Today’s complaint occasions a few more observations:

  1. Amazon has a very strong case. Under Section 5 of the FTC Act, the Commission will have to prevail on all three elements required to prove unfairness under Section 5: that there is substantial injury, that consumers can’t reasonably avoid the injury and that any countervailing benefits don’t outweigh the injury. But, consistent with its complaint and consent order in Apple, the Amazon complaint focuses almost entirely on only the first of these. While that may have been enough to induce Apple to settle out of court, the FTC will actually have to make out a case on reasonable avoidance and countervailing benefits at trial. It’s not at all clear that the agency will be able to do so on the facts alleged here.

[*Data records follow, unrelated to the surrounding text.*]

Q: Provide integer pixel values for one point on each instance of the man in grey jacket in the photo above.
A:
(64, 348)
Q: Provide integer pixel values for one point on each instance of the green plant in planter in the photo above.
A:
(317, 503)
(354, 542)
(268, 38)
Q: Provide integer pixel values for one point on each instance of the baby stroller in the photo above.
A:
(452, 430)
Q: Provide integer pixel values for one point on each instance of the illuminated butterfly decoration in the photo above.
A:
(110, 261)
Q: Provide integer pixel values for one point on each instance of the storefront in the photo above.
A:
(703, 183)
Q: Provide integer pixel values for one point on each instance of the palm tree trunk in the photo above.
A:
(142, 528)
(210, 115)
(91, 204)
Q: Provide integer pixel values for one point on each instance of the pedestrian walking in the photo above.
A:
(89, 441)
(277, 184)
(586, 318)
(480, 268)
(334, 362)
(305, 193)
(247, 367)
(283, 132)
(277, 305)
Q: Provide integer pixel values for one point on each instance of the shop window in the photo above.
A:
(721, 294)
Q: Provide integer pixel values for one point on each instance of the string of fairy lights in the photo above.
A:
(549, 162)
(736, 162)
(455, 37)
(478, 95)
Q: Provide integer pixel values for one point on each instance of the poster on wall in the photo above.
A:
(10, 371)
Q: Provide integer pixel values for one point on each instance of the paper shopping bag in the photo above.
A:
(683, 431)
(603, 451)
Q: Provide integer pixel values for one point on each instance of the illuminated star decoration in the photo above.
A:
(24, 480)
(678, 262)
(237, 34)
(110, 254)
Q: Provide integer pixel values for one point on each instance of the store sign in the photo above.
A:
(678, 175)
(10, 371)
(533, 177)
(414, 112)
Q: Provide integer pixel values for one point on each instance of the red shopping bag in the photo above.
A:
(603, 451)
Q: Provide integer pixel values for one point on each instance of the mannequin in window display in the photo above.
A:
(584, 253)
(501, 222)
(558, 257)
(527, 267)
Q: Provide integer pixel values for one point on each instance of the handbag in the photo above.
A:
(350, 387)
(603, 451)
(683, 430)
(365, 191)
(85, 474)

  2. On reasonable avoidance, over and above Amazon’s general procedures that limit unwanted in-app purchases, the FTC will have a tough time showing that Amazon’s Kindle Free Time doesn’t provide parents with more than enough ability to avoid injury. In fact, the complaint doesn’t mention Free Time at all.
  3. Among other things, the complaint asserts that Amazon knew about issues with in-app purchasing by December of 2011 and claims that “[n]ot until June 2014 did Amazon change its in-app charge framework to obtain account holders’ informed consent for in-app charges on its newer mobile devices.” But Kindle Free Time was introduced in September of 2012. While four FTC Commissioners may believe that Free Time isn’t a sufficient response to the alleged problem, it is clearly a readily available, free and effective (read: reasonable) mechanism for parents to avoid the alleged harms. It may not be what the design mavens at the FTC would have chosen to do, but it seems certain that avoiding unauthorized in-app purchases by children was part of what motivated Amazon’s decision to create and offer Free Time.
  4. On countervailing benefits, as Commissioner Wright discussed in detail in his dissent from the Apple consent order, the Commission seems to think that it can simply assert that there are no countervailing benefits to Amazon’s design choices around in-app purchases. Here the complaint doesn’t mention 1-Click at all, which is core to Amazon’s user interface design and essential to evaluating the balance of harms and benefits required by the statute.
  5. Even if it can show that Amazon’s in-app purchase practices caused harm, the Commission will still have to demonstrate that Amazon’s conscious efforts to minimize the steps required to make purchases doesn’t benefit consumers on balance. In Apple, the FTC majority essentially (and improperly) valued these sorts of user-interface benefits at zero. It implicitly does so again here, but a court will require more than such an assertion.
  6. Given these lapses, there is even a chance that the complaint will be thrown out on a motion to dismiss. It’s a high bar, but if the court agrees that there are insufficient facts in the complaint to make out a plausible case on all three elements, Amazon could well prevail on a motion to dismiss. The FTC’s approach in the Apple consent order effectively maintains that the agency can disregard reasonable avoidance and countervailing benefits in contravention of the statute. By following the same approach here in actual litigation, the FTC may well meet resistance from the courts, which have not yet so cavalierly dispensed with the statute’s requirements.